Testing the limits of my system I found out that running a crazy heavy query, one that may take tens of minutes or even hours to complete, brings to an inevitable crash of InfluxDB.

The system is running the 2.1.1 version in a docker environment and is given 1GB of RAM memory (I tried giving also from 512MB to 4GB with similar results). The data schema is composed of a single bucket, a single measurement, no tags and a few hundreds (600~) of fields, and data ingestion has an avarage frequency of a few (1-10~) seconds. The query I’m running for the test is the following:

data_from_bucket = from(bucket: "mybucket")
  |> range(start: -30d, stop: now())
  |> filter(fn: (r) => r["_measurement"] == "mymeasurement")

data_all = data_from_bucket
  |> pivot(rowKey:["_time"], columnKey: ["_field"], valueColumn: "_value")

data_field = data_from_bucket
  |> filter(fn: (r) => r["_field"] == "myfield")

join(tables: {key1: data_all, key2: data_field}, on: ["_time"], method: "inner")

From my tests simply running this query puts heavy load on cpu and memory, and leads to an inevitable crash.
Trying to stop the execution of the heavy query doesn’t change the result, probably because stopping che query request doesn’t really stop the internal execution. As can be seen from the ‘docker stats’, the resource usage from the influxdb process keeps being high after issuing the stop.
In the meantime any concurrent almost instant query (a few seconds) will complete without crash.

Query free run:

Docker compose   
mem_limit       crash after
4GB             4m 20s
2GB             1m 10s
1GB             18s
512MB           8s

Query ran once and stopped after 5s:

mem_limit       crash after
4GB             no crash, after 50s/60s log warn msg="internal error not returned to client" log_id=0X~AJGuW000 handler=error_logger error="context canceled"
2GB             3m
1GB             20s
512MB           10s

In a loop, I ran the query, stopped it after 10s, ran the query again, stopped it after 10s, and so on until crash

mem_limit       crash during run number
4GB             5
2GB             3
1GB             2
512MB           1

I tried acting on the query controller configuration, imposing a concurrency quota of 1 and a query memory bytes equal to half of the total memory but apparently nothing changed. This is just a single test under this configuration, I didn’t go deeper with this cause it seemed useless. I’m reporting it just to explicitly exclude this option.
Query free run:
mem_limit crash after
2GB 1m 10s

I know this is not a real world situation, but I think that the system should not behave in this way, it should gracefully stop and/or return an error, not just crash.
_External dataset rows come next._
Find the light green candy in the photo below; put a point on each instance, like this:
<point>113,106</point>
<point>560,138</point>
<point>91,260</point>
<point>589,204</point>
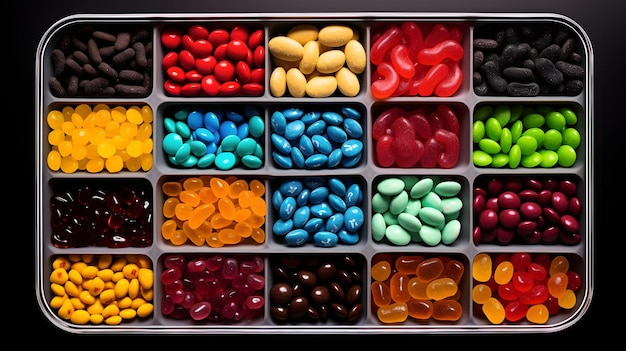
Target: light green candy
<point>398,203</point>
<point>451,232</point>
<point>378,227</point>
<point>390,186</point>
<point>430,236</point>
<point>397,235</point>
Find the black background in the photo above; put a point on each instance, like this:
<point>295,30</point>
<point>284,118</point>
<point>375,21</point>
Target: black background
<point>603,20</point>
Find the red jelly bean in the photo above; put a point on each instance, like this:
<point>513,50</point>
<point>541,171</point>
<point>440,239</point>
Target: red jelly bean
<point>401,61</point>
<point>452,82</point>
<point>447,49</point>
<point>383,44</point>
<point>450,156</point>
<point>388,82</point>
<point>435,75</point>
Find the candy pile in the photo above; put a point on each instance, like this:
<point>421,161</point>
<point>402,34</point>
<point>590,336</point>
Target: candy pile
<point>409,209</point>
<point>415,287</point>
<point>218,288</point>
<point>102,289</point>
<point>103,62</point>
<point>214,211</point>
<point>205,61</point>
<point>221,138</point>
<point>525,135</point>
<point>411,59</point>
<point>322,210</point>
<point>533,210</point>
<point>100,137</point>
<point>518,286</point>
<point>101,214</point>
<point>317,288</point>
<point>421,137</point>
<point>317,139</point>
<point>317,61</point>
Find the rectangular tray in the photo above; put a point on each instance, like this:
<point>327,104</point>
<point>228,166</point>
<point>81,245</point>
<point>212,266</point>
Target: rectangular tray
<point>366,172</point>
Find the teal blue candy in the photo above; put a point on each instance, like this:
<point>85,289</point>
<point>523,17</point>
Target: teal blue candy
<point>278,122</point>
<point>489,146</point>
<point>493,129</point>
<point>398,203</point>
<point>549,158</point>
<point>183,129</point>
<point>256,126</point>
<point>567,155</point>
<point>478,131</point>
<point>206,161</point>
<point>183,152</point>
<point>409,222</point>
<point>397,235</point>
<point>506,140</point>
<point>225,160</point>
<point>429,235</point>
<point>229,143</point>
<point>527,145</point>
<point>431,216</point>
<point>245,147</point>
<point>421,188</point>
<point>198,148</point>
<point>515,156</point>
<point>552,139</point>
<point>571,137</point>
<point>450,232</point>
<point>531,161</point>
<point>380,202</point>
<point>171,143</point>
<point>500,160</point>
<point>481,158</point>
<point>413,207</point>
<point>432,200</point>
<point>169,125</point>
<point>502,113</point>
<point>390,186</point>
<point>448,188</point>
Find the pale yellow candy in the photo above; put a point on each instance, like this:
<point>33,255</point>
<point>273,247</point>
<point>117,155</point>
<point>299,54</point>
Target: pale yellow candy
<point>303,33</point>
<point>310,57</point>
<point>331,61</point>
<point>347,82</point>
<point>285,48</point>
<point>296,82</point>
<point>335,35</point>
<point>356,58</point>
<point>321,86</point>
<point>278,82</point>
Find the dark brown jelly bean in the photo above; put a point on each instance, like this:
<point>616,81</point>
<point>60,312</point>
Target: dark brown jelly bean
<point>97,63</point>
<point>309,288</point>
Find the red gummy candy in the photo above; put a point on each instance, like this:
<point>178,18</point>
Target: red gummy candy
<point>384,154</point>
<point>383,44</point>
<point>450,155</point>
<point>434,76</point>
<point>388,81</point>
<point>383,121</point>
<point>401,61</point>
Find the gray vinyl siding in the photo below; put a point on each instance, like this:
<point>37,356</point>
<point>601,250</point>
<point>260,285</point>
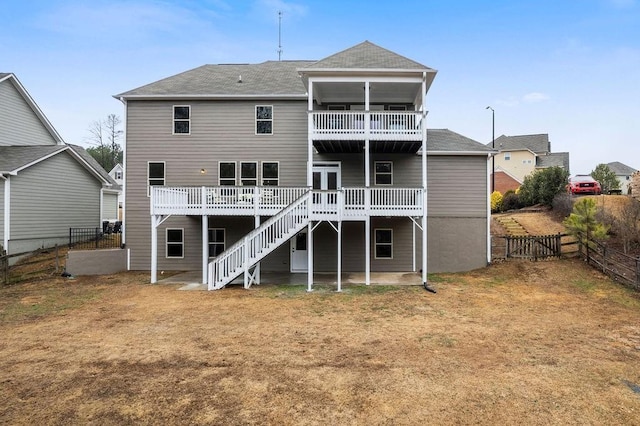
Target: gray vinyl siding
<point>51,196</point>
<point>109,206</point>
<point>220,131</point>
<point>19,125</point>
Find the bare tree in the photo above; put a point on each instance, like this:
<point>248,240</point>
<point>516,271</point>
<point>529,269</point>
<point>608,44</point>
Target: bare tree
<point>105,135</point>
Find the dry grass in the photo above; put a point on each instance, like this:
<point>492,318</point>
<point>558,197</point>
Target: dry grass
<point>515,343</point>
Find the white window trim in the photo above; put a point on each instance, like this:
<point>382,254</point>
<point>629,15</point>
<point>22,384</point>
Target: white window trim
<point>375,243</point>
<point>223,242</point>
<point>255,116</point>
<point>173,122</point>
<point>262,178</point>
<point>257,177</point>
<point>164,178</point>
<point>375,173</point>
<point>235,168</point>
<point>166,243</point>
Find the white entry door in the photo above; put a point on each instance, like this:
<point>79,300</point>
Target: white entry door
<point>299,259</point>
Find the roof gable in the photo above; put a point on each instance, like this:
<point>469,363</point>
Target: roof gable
<point>538,144</point>
<point>9,78</point>
<point>621,169</point>
<point>271,78</point>
<point>367,55</point>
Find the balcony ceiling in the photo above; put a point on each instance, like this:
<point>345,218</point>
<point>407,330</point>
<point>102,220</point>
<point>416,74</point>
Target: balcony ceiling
<point>354,92</point>
<point>357,147</point>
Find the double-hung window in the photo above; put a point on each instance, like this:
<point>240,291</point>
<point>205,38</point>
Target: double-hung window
<point>383,173</point>
<point>181,119</point>
<point>384,243</point>
<point>270,174</point>
<point>216,241</point>
<point>227,173</point>
<point>264,120</point>
<point>175,242</point>
<point>249,173</point>
<point>155,174</point>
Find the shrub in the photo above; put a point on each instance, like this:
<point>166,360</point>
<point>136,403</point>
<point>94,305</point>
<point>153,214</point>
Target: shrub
<point>511,201</point>
<point>562,204</point>
<point>496,202</point>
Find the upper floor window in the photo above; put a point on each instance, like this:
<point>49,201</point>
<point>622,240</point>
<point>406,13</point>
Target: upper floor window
<point>227,173</point>
<point>264,119</point>
<point>383,173</point>
<point>181,119</point>
<point>155,174</point>
<point>249,174</point>
<point>175,242</point>
<point>270,173</point>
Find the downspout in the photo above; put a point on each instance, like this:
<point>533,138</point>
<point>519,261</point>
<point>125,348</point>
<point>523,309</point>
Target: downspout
<point>7,210</point>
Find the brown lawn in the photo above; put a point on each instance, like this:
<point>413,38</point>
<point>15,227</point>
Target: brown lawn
<point>516,343</point>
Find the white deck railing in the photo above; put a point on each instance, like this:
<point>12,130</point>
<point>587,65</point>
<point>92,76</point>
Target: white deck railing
<point>347,203</point>
<point>357,125</point>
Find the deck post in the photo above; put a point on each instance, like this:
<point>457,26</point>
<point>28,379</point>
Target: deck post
<point>310,256</point>
<point>154,249</point>
<point>205,247</point>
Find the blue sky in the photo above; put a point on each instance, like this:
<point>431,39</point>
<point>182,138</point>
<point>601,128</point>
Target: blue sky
<point>569,68</point>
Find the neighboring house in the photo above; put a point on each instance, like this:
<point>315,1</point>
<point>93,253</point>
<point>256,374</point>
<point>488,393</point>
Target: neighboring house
<point>623,173</point>
<point>519,156</point>
<point>116,174</point>
<point>46,186</point>
<point>300,166</point>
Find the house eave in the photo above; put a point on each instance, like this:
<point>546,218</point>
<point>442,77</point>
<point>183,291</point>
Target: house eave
<point>221,96</point>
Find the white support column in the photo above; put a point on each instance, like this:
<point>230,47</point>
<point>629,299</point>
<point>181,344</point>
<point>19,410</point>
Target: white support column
<point>205,247</point>
<point>367,193</point>
<point>339,256</point>
<point>256,271</point>
<point>310,257</point>
<point>154,249</point>
<point>309,138</point>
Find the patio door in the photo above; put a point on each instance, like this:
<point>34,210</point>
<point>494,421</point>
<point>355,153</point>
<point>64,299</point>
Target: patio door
<point>326,176</point>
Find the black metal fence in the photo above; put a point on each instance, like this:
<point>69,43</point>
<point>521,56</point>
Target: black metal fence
<point>107,237</point>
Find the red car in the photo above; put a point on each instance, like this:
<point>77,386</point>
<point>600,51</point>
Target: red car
<point>584,184</point>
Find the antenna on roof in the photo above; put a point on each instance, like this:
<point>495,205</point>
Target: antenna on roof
<point>279,35</point>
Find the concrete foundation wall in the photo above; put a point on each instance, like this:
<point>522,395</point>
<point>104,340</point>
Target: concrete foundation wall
<point>97,262</point>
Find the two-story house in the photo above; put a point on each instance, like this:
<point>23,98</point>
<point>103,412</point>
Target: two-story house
<point>623,173</point>
<point>300,166</point>
<point>46,186</point>
<point>519,156</point>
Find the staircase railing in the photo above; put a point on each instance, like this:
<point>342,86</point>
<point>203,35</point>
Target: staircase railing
<point>259,243</point>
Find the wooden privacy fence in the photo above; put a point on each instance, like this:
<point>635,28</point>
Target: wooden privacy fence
<point>532,247</point>
<point>619,266</point>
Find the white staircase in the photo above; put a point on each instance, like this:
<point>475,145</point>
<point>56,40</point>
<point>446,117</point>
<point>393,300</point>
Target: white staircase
<point>257,244</point>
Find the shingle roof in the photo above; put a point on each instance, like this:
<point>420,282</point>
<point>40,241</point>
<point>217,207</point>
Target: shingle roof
<point>367,55</point>
<point>559,159</point>
<point>13,158</point>
<point>447,141</point>
<point>265,79</point>
<point>535,143</point>
<point>621,169</point>
<point>94,164</point>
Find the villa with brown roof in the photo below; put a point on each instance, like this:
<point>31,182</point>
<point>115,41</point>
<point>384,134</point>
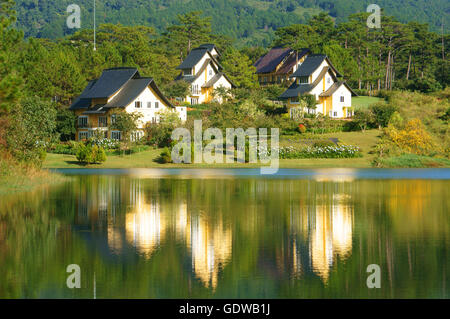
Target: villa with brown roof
<point>279,64</point>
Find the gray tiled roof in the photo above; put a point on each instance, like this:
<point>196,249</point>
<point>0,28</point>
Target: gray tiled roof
<point>210,47</point>
<point>82,102</point>
<point>129,91</point>
<point>311,63</point>
<point>295,90</point>
<point>193,58</point>
<point>335,87</point>
<point>110,82</point>
<point>298,89</point>
<point>269,62</point>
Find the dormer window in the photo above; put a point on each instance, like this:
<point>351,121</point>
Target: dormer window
<point>303,80</point>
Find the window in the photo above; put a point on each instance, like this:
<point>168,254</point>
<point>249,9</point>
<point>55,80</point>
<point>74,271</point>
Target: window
<point>116,135</point>
<point>194,89</point>
<point>83,136</point>
<point>82,121</point>
<point>103,121</point>
<point>303,80</point>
Anyway, this is just a test I came up with in the attempt to takle some crashes that I’m experiencing in a non easily reproducible way, while navigating and refreshing some Grafana dashboards composed of 4-6 panels that rely on queries that take 30-90 seconds to load. I’m trying to understand the limits of the system to have a better view of where to aim my efforts to improve the overall stability of my installation.

Crashes are not the worst of the problems, sometimes the system just hangs without any way to recover it except manually restarting, and that’s very bad. InfluxDB becomes unresponsive in any way, I can see from the resource monitor that it is still working on something heavy, but no crash occurres and I’m forced to reboot it. Once I left it alone to see how it would behave in the long run and after something like one hour it came back to normal without crashing. Unfortunately I have yet to find a way to consistently reproduce this.

My next thoughts on this are:

  • The hardware resources are limited but I could make the effort of improving them if I was sure that it would solve the problem, except from the tests it doesn’t seem the case. Giving more RAM seems to make things smoother, but crashes can happen anyway
  • The queries in the Grafana dashboards are pretty heavy, but that’s something I can trim a bit, not really change for good. I’m thinking I could run them in some periodic task and just retrieve the results in the dashboards, but would that really solve the stability issue? Those heavy queries would be ran by a different actor, but if the underling controller handles them in the same way it wouldn’t change much in the end
  • Adding verbosity to the logs. I’d love to have some more information to work on, but logs are pretty useless in this scenario, no error, warning or information about the crash/hang gets written. Is there a way to increase the verbosity? Could more log instruction be added to tackle this issue?

If anyone has advices to improve the stability I’m very open to any suggestion.